I believe that it is not okay to reduce people into animalistic lumps of flesh swinging their fists around, any more than it is okay to belittle people into walking meat sacks whose only purpose is incubating other human beings.

Men Explain things to Me and Other Essays – Rebecca Solnit

I also believe that women deserve the right to be heard and believed. That her body should be governed by only herself and nobody has the right to abuse it with violence when she says no. That it is not okay to joke about rape or pussy grabbing or how you want to enforce your sexual violence upon someone for ‘bants’. That it is not okay to victim blame. That it is not okay to send death and rape threats online to women no matter how much you don’t agree with what she says. That it is not okay to tell someone to ‘kill themselves’ because they don’t like your dick pic, or because they aren’t interested in dating you, or because you’ve decide that you have been ‘friend zoned’.

I believe that good feminist essays are supposed make you angry. Men Explain Things to Me and other Essays, made me angry, they disgusted me, they left me feeling upset and genuinely appalled. But they gave me a little bit of hope too and now I feel like I need to read them again.

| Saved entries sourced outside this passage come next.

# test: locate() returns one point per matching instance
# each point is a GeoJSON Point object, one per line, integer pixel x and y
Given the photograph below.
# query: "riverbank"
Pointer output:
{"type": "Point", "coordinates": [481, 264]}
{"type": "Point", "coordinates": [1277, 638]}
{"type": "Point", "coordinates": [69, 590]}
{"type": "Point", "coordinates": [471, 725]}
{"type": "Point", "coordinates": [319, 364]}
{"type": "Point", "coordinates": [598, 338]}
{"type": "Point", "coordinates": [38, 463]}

Solnit has an easy to digest writing style that doesn’t patronise the reader, it doesn’t demonise men, but it seeks to resonate with an attempt at answering why feminism is still a relevant global topic today. These seven essays aren’t 130 pages of Solnit anecdotally belittling the men who have explained things to her or patronised her, as may be assumed. The title essay tells of an older gentlemen explaining Solnit’s recently released novel to her, pursuing on regardless of being repeatedly told ‘that’s her book.’ But there are essays dedicated to the pervasive sexual violence against women, vibrant writing on the topic of IMF and Dominique Strauss-Kahn, and powerlessness. She discusses the egalitarian marriage, Woolf, and the last essay ends with some dignity and hope for the topic.

They forced me reflect on the young girl who was snatched and killed from my secondary school all those years ago, and on another local woman who was found unconscious with no underwear, and on the statistics of a rape being reported every 6 minutes in the USA, and on gang rape, and on how many sexual assault survivors I know, and on women being set on fire and then eaten for refusing sexual advances, and on brave women being left for dead by assailants but still walking to the nearest police station.

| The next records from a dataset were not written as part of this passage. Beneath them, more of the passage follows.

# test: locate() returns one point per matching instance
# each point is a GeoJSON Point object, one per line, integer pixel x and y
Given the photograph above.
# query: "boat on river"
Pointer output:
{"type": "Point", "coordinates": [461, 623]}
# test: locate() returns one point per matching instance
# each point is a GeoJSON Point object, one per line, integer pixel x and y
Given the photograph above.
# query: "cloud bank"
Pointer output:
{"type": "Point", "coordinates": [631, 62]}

But these essays also made me reflect upon myself as a product of society, both as a unwilling subject for the Male Gaze and how deeply my own fear of sexual violence runs. I found myself reflecting on how perverse I find misogyny and violation. How difficult I find it that someone somewhere, believes wholeheartedly that they have the right to someone else’s body without consent. Good feminist essays make you angry. Really good feminist essays make you angry and then solidify and consolidate your ideas into concrete. But as always there is a peppering of sadness – why, why, why, why do human beings do this to one another?

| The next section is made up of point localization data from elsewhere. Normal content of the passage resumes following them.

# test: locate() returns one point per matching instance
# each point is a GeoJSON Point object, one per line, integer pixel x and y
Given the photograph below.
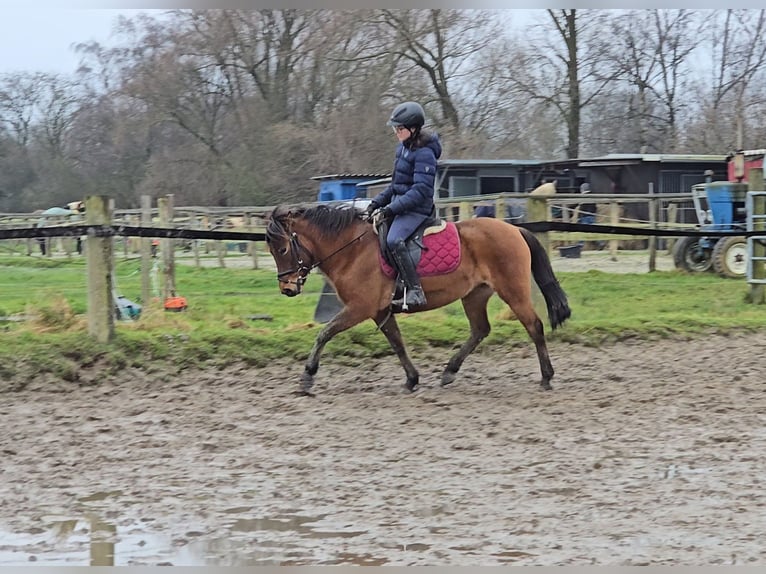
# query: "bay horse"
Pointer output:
{"type": "Point", "coordinates": [496, 257]}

Something that has resonated with me from this collection is the suggestion that a pandora’s box (or jar) of ideas has been opened. That all of the ideas that have flown out and established themselves will be forever difficult to budge. Women will never again relinquish their hold over their own bodies, voices, votes, and worth. That traditional gender norms are being unravelled. That, with complete certainty, there is more than one way to be a human and to have value. And surely, given the state of 2016 is about to leave us in, that is a happy thought to hold on to.